O grupo argumenta que a instituição do teto de gastos não resultou em redução da percepção de risco do Brasil junto a investidores e nem da inflação. Para eles, no longo prazo, o teto esmaga a parcela do Orçamento da União dedicada às áreas social e de investimento público porque, "ao congelar em termos reais por um período de 20 anos os gastos primários, o crescimento vegetativo dos gastos com Previdência Social de 3% ao ano faz com que os demais itens do Orçamento sejam comprimidos".

Os economistas afiram que o teto se mostrou incapaz de impedir que o governo de Jair Bolsonaro (PL) realizasse um volume de gastos de R$ 795 bilhões extrateto em quatro anos e de criar de novos gastos públicos a menos de seis meses das eleições.
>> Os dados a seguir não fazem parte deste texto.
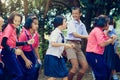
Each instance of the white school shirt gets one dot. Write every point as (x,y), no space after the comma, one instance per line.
(55,37)
(75,26)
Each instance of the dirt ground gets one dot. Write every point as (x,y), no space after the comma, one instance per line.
(87,76)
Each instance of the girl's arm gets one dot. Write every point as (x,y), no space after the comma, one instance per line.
(28,63)
(37,54)
(31,41)
(6,47)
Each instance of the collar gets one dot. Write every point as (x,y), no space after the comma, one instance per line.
(57,29)
(76,22)
(12,26)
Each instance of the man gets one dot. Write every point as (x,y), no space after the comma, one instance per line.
(75,32)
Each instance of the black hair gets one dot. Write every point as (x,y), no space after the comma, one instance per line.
(76,8)
(58,21)
(112,22)
(101,21)
(12,15)
(28,22)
Concluem que é "legítimo e viável" abrir espaço no Orçamento para autorizar gastos "no enfrentamento da crise social e econômica" que vive o país, mas defendem que seja adotada uma nova regra fiscal em substituição ao teto "que combine flexibilidade orçamentária com sustentabilidade da dívida pública".

Leia a íntegra da carta:

"Nossa intenção, além de parabenizar o presidente eleito Luiz Inácio Lula da Silva (PT) pela sua vitória, é fazer um contraponto à carta dos economistas Arminio Fraga, Edmar Bacha e Pedro Malan, publicada neste jornal.

Os referidos economistas se opõem ao seu compromisso de revogar o teto de gastos, já que esse desempenha um papel fundamental de garantir a responsabilidade fiscal, mantendo a inflação sob controle ao assegurar a confiança do "mercado" nas políticas do governo.

A ideia de que o teto de gastos é fundamental para garantir a disciplina fiscal é uma falácia. De fato, o teto se mostrou incapaz de impedir que o governo de Jair Bolsonaro (PL) realizasse um volume de gastos de R$ 795 bilhões extrateto em quatro anos e de criar de novos gastos públicos a menos de seis meses das eleições.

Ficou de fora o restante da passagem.